Diffusion le vendredi 20 septembre 2002 à 19h00
Rédaction: ARTE France, Program33
Turkish Touch
Voir un extrait du reportage: bas débit - haut débit
Entre les deux rives du Bosphore, deux mondes cohabitent. Tiraillé entre l'Orient et l'Occident, Istanbul invente des fusions inédites.
Dans les clubs House et electro de Galata, le quartier branché de la capitale turque, les DJs redecouvrent leurs racines sur fond de beats digitaux.
Fondé il y a trois ans, "Jingle House" a lancé le label Elec-trip. Omer Ahunday et ses musiciens rééditent le miracle de la french touch en exportant sa musique de l'Europe à l'Australie.
Avec trois albums, Ozlem Tekin est l'une des nouvelles stars de la pop turque. Elle incarne la nouvelle génération décomplexée.
Ceux par qui tout a commencé se sont installés sur la rive orientale du Bosphore. Depuis 96, Baba Zula a ressorti du placard la musique traditionelle turque.
Considérés à leurs débuts comme des allumés dans leur propre pays, l'histoire semble donner raison à Babazula: les mélanges ont le vent en poupe et leur carrière à l'étranger les a vus jouer avec les Irlandais de Kila ou les américains de B 52's.
Murat Ertel
C'est bien que les jeunes s'interessent à nouveau aux musiques traditionnelles. C'était déja le cas, avant, mais ça s'était arrêté depuis assez longtemps. Peut être à cause de la militarisation et des idées antidémocratiques.

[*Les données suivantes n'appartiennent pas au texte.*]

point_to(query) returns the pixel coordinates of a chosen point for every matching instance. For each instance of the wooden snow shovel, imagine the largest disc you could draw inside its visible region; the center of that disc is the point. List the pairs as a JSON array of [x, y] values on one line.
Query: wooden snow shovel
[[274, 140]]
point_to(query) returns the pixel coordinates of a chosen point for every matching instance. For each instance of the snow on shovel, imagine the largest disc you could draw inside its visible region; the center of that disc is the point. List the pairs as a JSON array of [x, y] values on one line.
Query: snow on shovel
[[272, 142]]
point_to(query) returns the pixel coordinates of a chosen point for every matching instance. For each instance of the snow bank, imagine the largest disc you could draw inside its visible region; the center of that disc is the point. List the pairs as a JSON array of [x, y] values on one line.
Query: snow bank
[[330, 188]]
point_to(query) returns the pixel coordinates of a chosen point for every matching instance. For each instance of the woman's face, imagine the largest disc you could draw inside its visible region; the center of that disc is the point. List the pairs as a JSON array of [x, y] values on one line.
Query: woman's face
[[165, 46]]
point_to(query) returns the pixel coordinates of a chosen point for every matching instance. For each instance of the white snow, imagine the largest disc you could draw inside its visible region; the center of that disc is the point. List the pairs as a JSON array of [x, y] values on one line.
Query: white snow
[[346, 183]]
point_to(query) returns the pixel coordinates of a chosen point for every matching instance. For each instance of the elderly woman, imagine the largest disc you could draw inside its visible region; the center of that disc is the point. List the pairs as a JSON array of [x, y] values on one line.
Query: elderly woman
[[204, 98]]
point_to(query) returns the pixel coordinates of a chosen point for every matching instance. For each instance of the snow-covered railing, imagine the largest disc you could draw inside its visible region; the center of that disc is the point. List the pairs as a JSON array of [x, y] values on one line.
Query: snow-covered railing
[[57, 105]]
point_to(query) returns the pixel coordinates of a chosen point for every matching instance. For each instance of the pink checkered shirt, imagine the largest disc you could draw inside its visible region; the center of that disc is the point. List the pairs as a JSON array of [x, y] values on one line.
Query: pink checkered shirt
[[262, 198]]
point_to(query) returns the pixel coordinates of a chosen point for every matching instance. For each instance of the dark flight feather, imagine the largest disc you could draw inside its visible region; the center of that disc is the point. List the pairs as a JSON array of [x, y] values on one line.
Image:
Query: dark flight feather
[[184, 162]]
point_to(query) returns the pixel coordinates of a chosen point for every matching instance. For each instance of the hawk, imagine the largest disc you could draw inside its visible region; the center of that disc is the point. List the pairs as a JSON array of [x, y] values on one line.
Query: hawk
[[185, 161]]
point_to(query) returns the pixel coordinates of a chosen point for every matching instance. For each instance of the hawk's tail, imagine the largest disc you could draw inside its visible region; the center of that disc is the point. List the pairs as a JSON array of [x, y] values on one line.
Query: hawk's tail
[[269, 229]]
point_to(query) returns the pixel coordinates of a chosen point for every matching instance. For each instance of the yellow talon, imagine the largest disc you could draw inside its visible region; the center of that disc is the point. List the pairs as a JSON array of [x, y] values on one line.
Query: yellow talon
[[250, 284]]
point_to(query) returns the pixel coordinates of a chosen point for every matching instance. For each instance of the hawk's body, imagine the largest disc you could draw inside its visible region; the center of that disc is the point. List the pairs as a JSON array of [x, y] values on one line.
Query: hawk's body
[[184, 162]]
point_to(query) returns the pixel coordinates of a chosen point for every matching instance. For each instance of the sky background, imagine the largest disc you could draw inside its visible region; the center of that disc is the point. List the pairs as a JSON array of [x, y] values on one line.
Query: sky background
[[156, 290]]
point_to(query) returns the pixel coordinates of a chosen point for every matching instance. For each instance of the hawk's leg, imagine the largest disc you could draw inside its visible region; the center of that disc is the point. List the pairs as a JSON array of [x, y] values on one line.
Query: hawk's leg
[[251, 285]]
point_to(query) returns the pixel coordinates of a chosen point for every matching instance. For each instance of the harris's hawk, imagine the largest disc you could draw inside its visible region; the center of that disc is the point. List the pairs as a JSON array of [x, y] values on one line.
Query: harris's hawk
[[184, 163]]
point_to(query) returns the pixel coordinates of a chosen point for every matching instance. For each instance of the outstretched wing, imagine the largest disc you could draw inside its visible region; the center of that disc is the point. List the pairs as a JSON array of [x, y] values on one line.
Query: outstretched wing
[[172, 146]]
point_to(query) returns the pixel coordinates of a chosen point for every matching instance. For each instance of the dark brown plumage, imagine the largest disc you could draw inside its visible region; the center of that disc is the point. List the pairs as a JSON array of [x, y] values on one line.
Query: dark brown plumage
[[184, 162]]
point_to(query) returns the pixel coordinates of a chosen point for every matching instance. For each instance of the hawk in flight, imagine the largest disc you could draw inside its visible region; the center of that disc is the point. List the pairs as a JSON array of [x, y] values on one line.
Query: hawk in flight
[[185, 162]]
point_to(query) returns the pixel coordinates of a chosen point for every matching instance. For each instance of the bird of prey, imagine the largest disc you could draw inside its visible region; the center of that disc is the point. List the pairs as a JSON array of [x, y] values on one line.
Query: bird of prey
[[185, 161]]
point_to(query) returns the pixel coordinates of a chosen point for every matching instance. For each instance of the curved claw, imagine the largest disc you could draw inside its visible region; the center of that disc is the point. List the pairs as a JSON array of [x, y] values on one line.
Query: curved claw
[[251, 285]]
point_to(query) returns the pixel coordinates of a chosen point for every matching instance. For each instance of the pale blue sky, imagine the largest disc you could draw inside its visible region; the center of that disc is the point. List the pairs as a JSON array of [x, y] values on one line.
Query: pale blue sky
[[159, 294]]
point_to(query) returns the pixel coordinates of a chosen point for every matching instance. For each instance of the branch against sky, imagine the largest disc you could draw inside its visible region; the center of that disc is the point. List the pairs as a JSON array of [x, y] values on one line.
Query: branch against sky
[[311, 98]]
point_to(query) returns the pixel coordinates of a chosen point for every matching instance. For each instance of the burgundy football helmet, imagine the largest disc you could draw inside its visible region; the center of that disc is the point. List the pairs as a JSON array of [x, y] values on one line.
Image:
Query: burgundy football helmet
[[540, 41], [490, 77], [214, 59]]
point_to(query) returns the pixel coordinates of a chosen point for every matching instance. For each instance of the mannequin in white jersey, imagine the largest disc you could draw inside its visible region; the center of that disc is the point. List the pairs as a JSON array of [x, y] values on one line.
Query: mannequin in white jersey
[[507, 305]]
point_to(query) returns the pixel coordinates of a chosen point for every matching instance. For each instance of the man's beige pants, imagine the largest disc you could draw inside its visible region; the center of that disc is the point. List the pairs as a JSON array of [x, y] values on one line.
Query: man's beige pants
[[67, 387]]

A la fondation de l'Etat Turc en 1923, Ata Turk interdit les musiques folkloriques pour faire taire les divisions nationales. Une chape de plomb s'abat sur les cultures régionales, jusqu'à ce que des musiciens les redécouvrent au début des années 90.
Murat Ertel
La musique traditionnelle d'un pays peut avoir une influence sur tous les gens qui y habitent, même les plus pauvres. On ne devrait pas la considérer comme un truc touristique ou la cataloguer dans les "Musiques du monde"
Installés dans une HLM d'Istanbul, Baba Zula mixe les instruments traditionnels comme le derbuka ou le saz avec les sampleurs de la dernière génération. Mercan Dede, lui, fouille encore plus loin dans le passé ottoman avec son electro-soufi.
Patron du Babylone, le club d'Istanbul qui a vu jouer St Germain et les Orishas, Memet fut le premier à lui donner sa chance en le sigant sur son label Double Moon.
Memet / Double Moon
Il y a 15 ans, personne n'écoutait plus de musique turque. Tout le mode s'en foutait et voilà que maintenant, s'il y a une touche locale dans la musique elle se vend beaucoup mieux. Il y a une vraie demande. Même sur des sons techno comme ce soir, s'il y a des sons turcs, tout le monde danse. Il y a un vrai retour aux sources, les gens cherchent leur racines.
Installé au Canada depuis 15 ans, Mercan Dede a eu la révélation du soufisme en revenant sur sa terre natale. Comme les derviches tourneurs, il met sa musique au service de Dieu. Dans le cimetière des derviches du couvent de Galata, il s'imprègne des neuf siècles d'histoire du soufisme.
Dans l'extase mystique des derviches tourneurs, plus de gauche ni droite, plus d'Orient ni d'Occident.